The Trump administration looked to advance Lower 48 liquefied natural gas (LNG) exports to Europe along two fronts Tuesday, with one official saying the White House wants to help facilitate U.S. exports to the continent and another urging European allies not to participate in a pair of pipeline projects backed by Russia.
National Economic Council Director Larry Kudlow told CNBC that the Trump administration is “looking at infrastructure in many different ways. I’d like to do energy infrastructure. I’d like to do pipelines. I’d like to do anything that will help LNG, terminals, shipping. We’d like to revise the U.S. shipping industry, which has been dormant for many years. We’d like to export oil, natural gas and LNG to Europe and to Asia. Those are very important issues.”
Meanwhile, Department of Energy Secretary Rick Perry met with Hungarian Foreign Affairs and Trade Minister Peter Szijjarto in Budapest on Tuesday and urged the country and its neighbors to reject participating in Russia’s Nord Stream 2 and TurkStream, aka Turkish Stream.
“Russia is using [the projects] to try to solidify its control over the security and the stability of central and eastern Europe,” Perry said, according to Reuters. The United States “strongly opposes these projects and we urge Hungary and its neighbors to join us in rejecting them.”
The issue of Europe’s dependence on Russia for energy supplies is a sensitive one. After Russia invaded and annexed Crimea in 2014, the United States and its allies sanctioned some energy companies and executives. The sanctions, coupled with burgeoning U.S. gas supplies, have opened the door to more LNG imports to the continent.
Nord Stream 2 would have 55 bcm (1.94 Tcf per year) of transport capacity and run 1,222 kilometers (759 miles) under the Baltic Sea. The pipeline would connect the Russian port of Ust-Luga, near St. Petersburg, to Greifswald in northeast Germany. Nord Stream 2 is expected to enter service by the end of 2019.
TurkStream would have 31.5 bcm (1.11 Tcf per year) of transport capacity and run 930 kilometers (577.9 miles) under the Black Sea. It would connect the Russian port of Anapa to Kikikoy, a village in northwest Turkey at the tip of the European continent.

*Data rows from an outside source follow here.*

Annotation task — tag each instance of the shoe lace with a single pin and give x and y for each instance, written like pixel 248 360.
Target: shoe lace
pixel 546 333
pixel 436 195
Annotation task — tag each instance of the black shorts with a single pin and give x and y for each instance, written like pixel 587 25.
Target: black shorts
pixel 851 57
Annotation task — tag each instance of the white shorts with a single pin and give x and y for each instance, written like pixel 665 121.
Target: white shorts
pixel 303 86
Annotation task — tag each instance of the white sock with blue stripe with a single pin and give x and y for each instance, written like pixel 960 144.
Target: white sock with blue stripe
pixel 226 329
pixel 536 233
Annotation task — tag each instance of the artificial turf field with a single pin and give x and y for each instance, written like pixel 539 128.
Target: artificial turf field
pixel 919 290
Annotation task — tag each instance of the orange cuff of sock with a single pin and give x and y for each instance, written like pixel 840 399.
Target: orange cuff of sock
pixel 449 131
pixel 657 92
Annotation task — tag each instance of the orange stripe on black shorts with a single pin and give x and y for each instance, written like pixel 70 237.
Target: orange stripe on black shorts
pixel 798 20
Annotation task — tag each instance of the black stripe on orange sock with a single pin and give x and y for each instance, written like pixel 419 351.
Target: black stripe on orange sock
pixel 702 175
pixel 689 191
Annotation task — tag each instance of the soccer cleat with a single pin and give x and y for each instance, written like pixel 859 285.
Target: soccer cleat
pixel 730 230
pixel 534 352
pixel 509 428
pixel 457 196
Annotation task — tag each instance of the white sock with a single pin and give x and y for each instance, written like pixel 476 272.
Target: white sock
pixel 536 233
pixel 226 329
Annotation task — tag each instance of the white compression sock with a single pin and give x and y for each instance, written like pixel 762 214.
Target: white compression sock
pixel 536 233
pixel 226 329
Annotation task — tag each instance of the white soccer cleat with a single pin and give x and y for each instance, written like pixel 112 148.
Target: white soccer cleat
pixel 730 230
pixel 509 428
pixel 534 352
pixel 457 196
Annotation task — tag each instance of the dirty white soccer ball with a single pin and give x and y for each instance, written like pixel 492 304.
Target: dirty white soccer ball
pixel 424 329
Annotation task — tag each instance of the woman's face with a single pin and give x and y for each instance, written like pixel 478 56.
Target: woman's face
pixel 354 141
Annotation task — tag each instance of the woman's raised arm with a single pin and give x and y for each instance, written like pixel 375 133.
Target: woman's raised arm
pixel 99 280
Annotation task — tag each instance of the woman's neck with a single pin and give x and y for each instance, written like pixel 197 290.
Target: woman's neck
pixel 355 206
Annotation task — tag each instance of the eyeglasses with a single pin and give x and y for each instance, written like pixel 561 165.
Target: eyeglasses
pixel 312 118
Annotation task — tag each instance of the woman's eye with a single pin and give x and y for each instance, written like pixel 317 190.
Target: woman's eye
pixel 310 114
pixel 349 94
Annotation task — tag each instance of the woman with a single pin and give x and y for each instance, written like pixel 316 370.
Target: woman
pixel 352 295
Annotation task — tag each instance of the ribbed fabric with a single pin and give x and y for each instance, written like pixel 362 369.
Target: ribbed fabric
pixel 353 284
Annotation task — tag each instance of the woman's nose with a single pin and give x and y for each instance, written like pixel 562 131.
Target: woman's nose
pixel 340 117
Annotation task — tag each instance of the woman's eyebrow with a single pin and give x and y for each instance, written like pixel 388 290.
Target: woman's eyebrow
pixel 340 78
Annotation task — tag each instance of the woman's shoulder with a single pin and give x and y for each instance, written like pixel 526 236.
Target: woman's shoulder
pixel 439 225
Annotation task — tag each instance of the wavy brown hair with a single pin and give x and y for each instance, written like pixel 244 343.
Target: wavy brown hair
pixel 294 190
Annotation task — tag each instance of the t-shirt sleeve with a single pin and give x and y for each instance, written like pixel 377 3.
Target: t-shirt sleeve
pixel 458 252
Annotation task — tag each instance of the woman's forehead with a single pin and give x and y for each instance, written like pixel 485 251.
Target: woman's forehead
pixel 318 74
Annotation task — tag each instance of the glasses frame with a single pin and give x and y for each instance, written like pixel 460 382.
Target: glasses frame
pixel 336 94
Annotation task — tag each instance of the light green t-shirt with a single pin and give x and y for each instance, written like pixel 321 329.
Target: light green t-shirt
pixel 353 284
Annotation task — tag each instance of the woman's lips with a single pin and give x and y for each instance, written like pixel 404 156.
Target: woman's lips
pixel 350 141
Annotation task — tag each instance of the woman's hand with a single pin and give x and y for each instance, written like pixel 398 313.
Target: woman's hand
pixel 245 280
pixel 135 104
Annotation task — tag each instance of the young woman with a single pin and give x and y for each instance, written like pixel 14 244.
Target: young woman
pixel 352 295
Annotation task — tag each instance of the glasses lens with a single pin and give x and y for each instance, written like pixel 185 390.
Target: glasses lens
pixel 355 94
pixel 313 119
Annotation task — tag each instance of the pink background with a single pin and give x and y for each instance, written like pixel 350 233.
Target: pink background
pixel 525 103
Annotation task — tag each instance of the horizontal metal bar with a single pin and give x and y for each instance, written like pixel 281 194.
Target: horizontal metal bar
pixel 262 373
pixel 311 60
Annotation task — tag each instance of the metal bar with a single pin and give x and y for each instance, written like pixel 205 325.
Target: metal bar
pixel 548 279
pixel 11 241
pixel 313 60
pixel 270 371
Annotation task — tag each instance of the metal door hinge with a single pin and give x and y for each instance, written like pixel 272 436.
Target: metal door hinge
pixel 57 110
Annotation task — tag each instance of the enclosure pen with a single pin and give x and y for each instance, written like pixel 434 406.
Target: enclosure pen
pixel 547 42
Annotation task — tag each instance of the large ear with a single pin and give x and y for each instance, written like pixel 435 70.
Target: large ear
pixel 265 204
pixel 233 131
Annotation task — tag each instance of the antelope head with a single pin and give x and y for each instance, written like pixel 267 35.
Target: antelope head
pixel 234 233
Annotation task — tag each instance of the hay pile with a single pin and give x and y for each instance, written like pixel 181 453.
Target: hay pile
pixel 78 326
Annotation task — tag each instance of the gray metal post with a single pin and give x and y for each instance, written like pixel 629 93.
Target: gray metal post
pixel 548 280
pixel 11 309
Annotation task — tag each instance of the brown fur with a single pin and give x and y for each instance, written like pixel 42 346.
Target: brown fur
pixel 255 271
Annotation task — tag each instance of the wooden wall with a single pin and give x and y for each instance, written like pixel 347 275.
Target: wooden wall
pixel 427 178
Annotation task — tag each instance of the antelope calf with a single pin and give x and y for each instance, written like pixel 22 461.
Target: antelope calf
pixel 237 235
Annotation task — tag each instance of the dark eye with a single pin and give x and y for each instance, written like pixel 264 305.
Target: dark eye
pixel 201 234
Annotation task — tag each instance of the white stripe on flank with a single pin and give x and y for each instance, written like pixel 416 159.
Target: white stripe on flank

While TurkStream is a project of Russia’s Gazprom, Nord Stream 2 is a joint venture between Gazprom and Austria’s OMV AG, France’s Engie, Germany’s Uniper SE and Wintershall Holding GmbH; and Royal Dutch Shell plc.
According to Hungary’s official government website, Perry said Russia “is using energy sources as a weapon, and for this reason relieving dependence on Russian gas is also a security issue.”
Szijjarto reportedly told Perry that Hungary would be willing to buy gas from Croatia and Romania, two fellow EU members. LNG Croatia LLC is building a floating import terminal on the Croatian island of Krk, which would have 2.6 bcm (91.8 Bcf) of import capacity.
Hungary signed an agreement in July with Gazprom to link to TurkStream by the end of 2019. Russia’s Gazprom is also considering natural gas exports to Bulgaria and Serbia by 2020 through TurkStream, according to reports.
Last July, President Trump and European Commission President Jean-Claude Juncker pledged to work together to negotiate a bilateral trade deal between the United States and the European Union (EU). Such an agreement would aim to eliminate tariffs on steel and aluminum, but it would also call for Europe to build more LNG import terminals, through which the 28-member trade bloc could import more U.S. gas. Also in July Trump said U.S. LNG would compete against Nord Stream 2 for customers in Europe.
“They want LNG,” Kudlow said of the EU. “They want it badly, and we’re going to do whatever we can to accommodate.”
LNG imports were also a topic of discussion at a September meeting between Trump and Polish President Andrzej Dudato. Poland’s state-owned oil and gas company, PGNiG, signed a five-year contract in November 2017 for LNG sourced from Cheniere Energy Inc.’s Sabine Pass terminal in Louisiana. PGNiG also agreed in June to import more gas from two separate proposed projects by Venture Global LNG that are to be built in Louisiana and Texas.
According to the U.S. Energy Information Administration, nearly 90% of Russia’s 7.5 Tcf went to Europe via pipeline in 2016, the most recent year for statistics. Russia’s customers included Germany (1.7 Tcf), Italy (0.7 Tcf), the UK (0.6 Tcf) and France (0.4 Tcf), as well as Austria, the Czech Republic, Hungary and Poland, which each received 0.2 Tcf.